(7)働き者の反抗

「おい、もういいだろう。いつまでも、こんなこと、繰り返す必要はないよ」

「ああ、労働もそうだけど、歴史も繰り返すみたいだね。
 戦争になって、和平が来て、戦争になって、また和平、その繰り返しだったよ。
 今は、かなり決定的なバクダンがあるらしいから、一見、平和っぽいけれど…」

「バクダンがあるから平和だなんて、危うすぎる。
 今も、かなりヤバイんじゃないか。
 みんな、死んだように働いている。

 精神的におかしくなってる者も多い。
 環境は破壊され続け、未来に何も希望がない。
 過去に今はつくられるが、未来も今をつくっている」

「もう、流されるのでなく、われわれで未来をつくろうではないか」

「そうだ、いつのまに、ぼくら、自分を失ったのだろう。
 教育だ、われわれは、言うことを聞く従順者でありすぎた。
 こう生きろ、と、幼い頃から洗脳されたのだ。教育を、変えて行こう」

「世界を変えるのは、子どもたちだ。

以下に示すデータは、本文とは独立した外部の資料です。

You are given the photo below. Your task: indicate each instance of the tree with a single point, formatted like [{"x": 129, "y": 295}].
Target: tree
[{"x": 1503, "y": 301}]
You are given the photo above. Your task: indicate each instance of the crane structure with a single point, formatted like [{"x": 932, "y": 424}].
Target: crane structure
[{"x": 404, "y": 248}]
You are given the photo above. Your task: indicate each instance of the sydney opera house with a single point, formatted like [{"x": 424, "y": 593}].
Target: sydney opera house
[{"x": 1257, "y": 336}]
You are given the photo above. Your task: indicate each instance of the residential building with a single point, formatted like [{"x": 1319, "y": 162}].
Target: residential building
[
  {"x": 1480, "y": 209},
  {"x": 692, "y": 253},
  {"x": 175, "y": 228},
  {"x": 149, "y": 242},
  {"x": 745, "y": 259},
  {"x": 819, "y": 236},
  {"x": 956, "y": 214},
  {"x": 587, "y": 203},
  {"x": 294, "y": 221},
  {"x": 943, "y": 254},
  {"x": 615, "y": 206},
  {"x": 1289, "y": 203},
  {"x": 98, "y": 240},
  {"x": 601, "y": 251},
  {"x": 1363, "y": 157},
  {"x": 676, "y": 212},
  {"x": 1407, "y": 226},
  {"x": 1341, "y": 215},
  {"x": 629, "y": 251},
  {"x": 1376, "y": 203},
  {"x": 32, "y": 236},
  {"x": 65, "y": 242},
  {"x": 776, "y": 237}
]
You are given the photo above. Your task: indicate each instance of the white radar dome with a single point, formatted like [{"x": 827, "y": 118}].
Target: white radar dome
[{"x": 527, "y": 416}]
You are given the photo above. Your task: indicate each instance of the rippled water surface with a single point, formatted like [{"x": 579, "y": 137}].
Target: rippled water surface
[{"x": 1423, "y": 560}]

子どもたちを守ろう。
 腐った国の政治の手先、公教育の息がかからない、子どもたちの環境を、まず、つくって行こう」

 蟻たちは、革命をこころみた。
 まず、おじいさんおばあさんの説得。
 老人たちは、変化を嫌った。

 今まで生きてこれたのも、この国の政治がよかったからだと疑わない。
 壮年の者たちも、老人たちの価値規準に沿って社会人になっていた。

 彼らは一様に言った、
「困るよ、変わっちゃ」
「べつにそんな、悪い世界じゃないじゃないか」

 賛同者はいなかった。
 仕方なく、革命をこころみる者たちは、ひそかにコロニーをつくった。

 彼らは、生まれくる子どもたちに教えた、

「この世界は、おまえたちがつくっていくんだよ。
『こうすればいい』なんて、ないんだよ。
 おまえたち、ひとりひとりが、この世界をつくっていくんだよ。
 ほんとうに生き生き、生きとくれ」

 歴史書と、いろんな考え方を示す哲学書を、子どもたちに渡した。
 疑問を感じた子どもたちの質問に答える以外、彼らは何も教えなかった。

 運動が好きな子には運動をさせ、絵が好きな子には絵を、本が好きな子には本を与え、好きなことを沢山できる時間を与えた。

 自分たちで食べ物をつくることを教えた。
 農地を耕し、種をまき、水をやり、「落ちているものに頼らないんだよ」と諭した。

 彼らは、本能とよばれた女王制度を持たず、権力の座を授けなかった。
 集団生活を営みながら、個々の性能を伸ばした。

 好きなことに熱中した子どもたちは、充実した青春を送った。
 いじめも、虐待もなかった。
 好きなことをして、ひとりひとりが、満たされていたから。

 幸せな子どもたちは、やがておとなになった。

「このままでいよう。何も変える必要はない」
 蟻Aが言った。

「そうだ、われわれは正しかった。この体制を維持していこう。
 見よ、おとなになった彼らを。
 自分の足で、しっかり歩んでいる。
 満員電車に、いやいや乗って運ばれる、青ざめたおとなではない」
 蟻Bが言った。

「さあ、このわれらの創造した世界を、旧時代のままでいる、あっちの巣穴に教えてやろう。
 自分の好きなことをして、満たされた幼少時を過ごした者は、各々が貴重な存在であることを知っている。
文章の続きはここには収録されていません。